8.5 Research Input Classes¶

The Research Center should handle multiple input classes:

Internal Knowledge Inputs¶

blueprint parts
rules
skills
activations
historical decisions
evaluations
prior research outputs

Connected / Curated Source Inputs¶

uploaded files
curated documents
internal notes
founder research packets
approved web captures or exports

External Research Inputs¶

web research outputs
module/provider references
Hugging Face model and repo research
benchmark/evaluation notes
self-hosted model comparison material
research exports from approved tools

External inputs must be curated before they become trusted internal knowledge.

8.6 Librarian Integration¶

The Librarian remains the authority for:

ingestion discipline
naming discipline
indexing
topic assignment
storage routing
retrieval support
lifecycle control

The Research Center depends on the Librarian for structured persistence.

Rule:

Research outputs are not complete until they are either:

ingested by the Librarian, or
explicitly marked as transient / draft

8.7 NotebookLM Integration¶

Role¶

NotebookLM is used as a research presentation and synthesis surface for tasks such as:

voice overview
video overview
summaries
presentation generation
thematic synthesis across curated source packets

Boundary¶

NotebookLM is not the source of truth.

It is a research acceleration and output layer.

Allowed Pattern¶

XIOPro selects or prepares curated research bundles
NotebookLM generates overviews, synthesis, or presentation outputs
Librarian stores approved outputs and references

Rule¶

NotebookLM outputs must preserve lineage to the source bundle used.

Current Status (v5.0 Addition)¶

NotebookLM is not deployed. It remains in the architecture as a planned integration surface. T1P does not depend on NotebookLM availability. When deployed, it should follow the integration pattern described above.

8.8 Obsidian Integration¶

Role¶

Obsidian is the living knowledge companion — a linked, navigable, human-friendly surface that makes XIOPro's knowledge visible, explorable, and enrichable.

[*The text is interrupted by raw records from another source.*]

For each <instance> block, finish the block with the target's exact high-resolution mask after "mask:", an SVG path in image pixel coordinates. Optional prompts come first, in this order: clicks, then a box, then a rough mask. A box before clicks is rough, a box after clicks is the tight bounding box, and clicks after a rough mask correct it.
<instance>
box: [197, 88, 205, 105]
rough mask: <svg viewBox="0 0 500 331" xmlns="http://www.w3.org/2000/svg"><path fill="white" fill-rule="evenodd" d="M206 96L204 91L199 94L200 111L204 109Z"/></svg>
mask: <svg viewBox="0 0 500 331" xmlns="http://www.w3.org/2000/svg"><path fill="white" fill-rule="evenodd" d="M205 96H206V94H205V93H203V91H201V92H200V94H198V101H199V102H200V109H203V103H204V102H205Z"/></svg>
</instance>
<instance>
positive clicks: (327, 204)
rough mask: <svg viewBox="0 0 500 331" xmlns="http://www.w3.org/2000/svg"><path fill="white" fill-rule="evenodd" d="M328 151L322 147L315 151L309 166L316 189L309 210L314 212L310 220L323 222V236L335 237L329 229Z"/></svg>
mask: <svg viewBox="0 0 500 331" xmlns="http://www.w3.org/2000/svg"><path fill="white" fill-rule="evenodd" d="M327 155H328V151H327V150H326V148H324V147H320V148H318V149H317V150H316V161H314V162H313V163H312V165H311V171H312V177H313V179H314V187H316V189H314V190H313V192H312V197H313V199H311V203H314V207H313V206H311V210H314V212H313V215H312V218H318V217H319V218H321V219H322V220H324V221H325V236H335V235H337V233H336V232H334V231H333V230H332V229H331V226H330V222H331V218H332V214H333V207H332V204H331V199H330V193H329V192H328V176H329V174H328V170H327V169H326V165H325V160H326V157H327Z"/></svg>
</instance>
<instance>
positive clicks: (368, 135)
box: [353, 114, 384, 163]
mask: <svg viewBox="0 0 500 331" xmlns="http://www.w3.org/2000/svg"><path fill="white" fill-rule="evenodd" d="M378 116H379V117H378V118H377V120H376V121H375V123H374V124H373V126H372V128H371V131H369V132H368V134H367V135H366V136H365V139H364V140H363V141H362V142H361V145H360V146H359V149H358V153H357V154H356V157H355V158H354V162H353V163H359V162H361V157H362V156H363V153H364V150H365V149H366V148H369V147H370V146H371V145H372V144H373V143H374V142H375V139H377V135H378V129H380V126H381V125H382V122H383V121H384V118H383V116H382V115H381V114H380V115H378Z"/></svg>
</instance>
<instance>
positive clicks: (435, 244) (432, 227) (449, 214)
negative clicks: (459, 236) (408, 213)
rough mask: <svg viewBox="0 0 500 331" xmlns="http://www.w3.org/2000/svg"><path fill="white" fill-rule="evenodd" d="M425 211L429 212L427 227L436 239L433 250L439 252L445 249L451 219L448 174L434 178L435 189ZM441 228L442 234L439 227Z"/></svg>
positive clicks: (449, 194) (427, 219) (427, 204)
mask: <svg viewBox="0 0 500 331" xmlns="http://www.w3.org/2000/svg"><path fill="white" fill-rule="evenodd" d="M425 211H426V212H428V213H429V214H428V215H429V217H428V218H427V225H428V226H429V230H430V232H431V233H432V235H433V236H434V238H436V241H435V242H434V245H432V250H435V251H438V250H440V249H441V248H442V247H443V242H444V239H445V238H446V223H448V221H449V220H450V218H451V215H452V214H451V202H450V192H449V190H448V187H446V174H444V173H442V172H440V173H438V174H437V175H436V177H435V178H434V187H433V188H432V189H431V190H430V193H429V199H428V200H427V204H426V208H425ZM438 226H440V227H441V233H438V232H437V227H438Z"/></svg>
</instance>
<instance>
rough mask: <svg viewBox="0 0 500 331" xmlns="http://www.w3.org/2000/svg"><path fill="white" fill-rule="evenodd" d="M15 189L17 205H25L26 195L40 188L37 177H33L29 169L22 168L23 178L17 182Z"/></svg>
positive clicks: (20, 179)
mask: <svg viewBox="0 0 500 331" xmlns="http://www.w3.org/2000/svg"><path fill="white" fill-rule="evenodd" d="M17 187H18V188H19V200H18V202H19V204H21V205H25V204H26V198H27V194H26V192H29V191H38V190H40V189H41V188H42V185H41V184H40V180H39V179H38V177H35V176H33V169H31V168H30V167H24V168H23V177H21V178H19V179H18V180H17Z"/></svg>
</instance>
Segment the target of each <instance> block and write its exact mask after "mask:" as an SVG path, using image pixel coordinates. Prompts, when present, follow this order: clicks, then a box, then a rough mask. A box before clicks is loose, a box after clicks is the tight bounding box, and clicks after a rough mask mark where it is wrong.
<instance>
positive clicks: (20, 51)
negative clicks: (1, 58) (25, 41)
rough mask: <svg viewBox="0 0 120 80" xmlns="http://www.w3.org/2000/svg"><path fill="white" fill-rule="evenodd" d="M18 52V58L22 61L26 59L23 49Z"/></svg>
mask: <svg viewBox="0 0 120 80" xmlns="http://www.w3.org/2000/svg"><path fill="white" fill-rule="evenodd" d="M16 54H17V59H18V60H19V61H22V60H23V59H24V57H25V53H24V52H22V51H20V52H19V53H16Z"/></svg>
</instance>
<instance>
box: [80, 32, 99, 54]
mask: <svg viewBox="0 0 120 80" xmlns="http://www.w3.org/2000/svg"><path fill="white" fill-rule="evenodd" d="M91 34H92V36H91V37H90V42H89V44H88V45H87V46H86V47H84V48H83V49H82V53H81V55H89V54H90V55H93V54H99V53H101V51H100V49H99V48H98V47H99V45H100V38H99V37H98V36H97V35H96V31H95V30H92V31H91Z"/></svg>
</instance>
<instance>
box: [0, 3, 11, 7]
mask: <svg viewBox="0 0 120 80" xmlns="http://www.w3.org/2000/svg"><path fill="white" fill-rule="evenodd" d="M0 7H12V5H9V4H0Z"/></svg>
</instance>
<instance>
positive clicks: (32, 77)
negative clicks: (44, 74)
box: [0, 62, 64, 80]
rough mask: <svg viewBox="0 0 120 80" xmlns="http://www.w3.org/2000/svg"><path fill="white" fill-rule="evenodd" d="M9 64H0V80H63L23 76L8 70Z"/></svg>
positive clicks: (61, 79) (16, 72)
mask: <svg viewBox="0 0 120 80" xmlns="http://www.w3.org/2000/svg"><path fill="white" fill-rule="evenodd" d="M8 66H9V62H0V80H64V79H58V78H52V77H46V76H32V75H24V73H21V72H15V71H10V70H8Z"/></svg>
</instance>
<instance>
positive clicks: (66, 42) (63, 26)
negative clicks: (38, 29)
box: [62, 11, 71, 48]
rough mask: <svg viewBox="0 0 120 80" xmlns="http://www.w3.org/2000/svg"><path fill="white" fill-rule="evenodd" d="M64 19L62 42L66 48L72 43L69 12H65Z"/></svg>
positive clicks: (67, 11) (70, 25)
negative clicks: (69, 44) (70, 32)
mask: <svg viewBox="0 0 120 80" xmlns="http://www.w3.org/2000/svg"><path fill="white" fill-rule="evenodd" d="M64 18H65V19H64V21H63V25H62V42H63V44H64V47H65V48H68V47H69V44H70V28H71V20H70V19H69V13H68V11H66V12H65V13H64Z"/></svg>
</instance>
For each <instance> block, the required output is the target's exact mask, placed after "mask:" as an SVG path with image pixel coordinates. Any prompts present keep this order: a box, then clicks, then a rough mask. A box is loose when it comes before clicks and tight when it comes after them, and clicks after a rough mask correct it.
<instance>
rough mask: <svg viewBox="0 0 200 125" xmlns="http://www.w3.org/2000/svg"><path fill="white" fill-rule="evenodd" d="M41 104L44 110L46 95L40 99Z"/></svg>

It is not just a vault. It is an active part of the knowledge workflow.

What Lives in Obsidian¶

Obsidian should contain a linked, navigable mirror of:

Architecture and Design¶

XIOPro blueprint (all 9 parts, linked by cross-references)
Architecture decisions and their rationale
System capability map
ODM entity relationships

Technology Evaluations¶

Every open-source tool evaluated (positive AND negative outcomes)
Example: Phylum (acquired by Veracode, free tier discontinued — decision: use Socket.dev instead)
Example: Ruflo vs Bus analysis leading to Control Bus architecture
Evaluation template: what it is, why we considered it, outcome, date

Work History¶

Sprint retrospectives
Key decisions and why they were made
Incidents and root causes
Pattern: what worked, what didn't

Research¶

Research task outputs (linked to tickets)
Curated external references
Competitor analysis
Domain knowledge (product-specific -- see MVP1_PRODUCT_SPEC.md for first product)

Agent Knowledge¶

Agent activation files (linked)
Rules and skills registry (linked)
Lessons learned per agent

Obsidian Vault Structure¶

STRUXIO_Obsidian_Vault/
  INDEX.md                          # Master index with links to all sections
  architecture/
    XIOPro_Blueprint_Overview.md    # Links to all 9 parts
    Architecture_Decisions.md       # ADR-style linked notes
    Control_Bus.md                  # Design rationale, evolution
    ODM_Entity_Map.md              # Entity relationships
  technology/
    _Technology_Index.md            # All evaluations
    Phylum.md                       # Evaluated → rejected (Veracode acquisition)
    Socket_dev.md                   # Evaluated → adopted (supply chain security)
    Ruflo.md                        # In use — agent runtime
    LiteLLM.md                      # In use — model router
    Hindsight.md                    # In use — memory system
    Neo4j.md                        # Deprecated — removed (see Section 12.1)
    Jujutsu_jj.md                   # Evaluated → deferred
    [every tool we evaluate gets a note]
  work/
    Sprint_S001.md                  # Retrospective
    Incidents/                      # Root cause notes, linked to fixes
    Decisions/                      # Key decisions with rationale
  research/
    product_domain/                 # Domain knowledge (see MVP1_PRODUCT_SPEC.md)
    competitors/
  agents/
    000_BrainMaster.md              # Agent profile, lessons, patterns
    001_Compliance.md
    002_Engineering.md
    ...

Sync Model¶

Obsidian vault lives on Mac Studio. Sync with XIOPro via:

Git-based sync — vault is a Git repo or symlinked to design repo sections
Agent-to-Obsidian — when the BrainMaster or a domain brain produces a decision, evaluation, or lesson, the Librarian (or a scheduled job) creates/updates the corresponding Obsidian note
Obsidian-to-XIOPro — founder creates notes in Obsidian during thinking/research. Notes marked #promote are ingested by the Librarian into governed knowledge.
Blueprint sync — when BP parts are updated, corresponding Obsidian architecture notes are updated automatically

Technology Evaluation Template¶

Every tool/library/service we evaluate gets an Obsidian note:

---
name: [Tool Name]
type: technology_evaluation
status: adopted | rejected | deferred | under_evaluation
date_evaluated: YYYY-MM-DD
evaluated_by: [agent or founder]
---

## What It Is
[One paragraph description]

## Why We Considered It
[The problem it would solve for XIOPro]

## Evaluation
[Findings — capabilities, limitations, pricing, maturity]

## Decision
[Adopted / Rejected / Deferred — with clear reason]

## Links
- [Official site]
- [GitHub]
- [Related XIOPro ticket if any]

Boundary¶

Obsidian may mirror and enrich knowledge, but it must not silently become a second uncontrolled source of truth.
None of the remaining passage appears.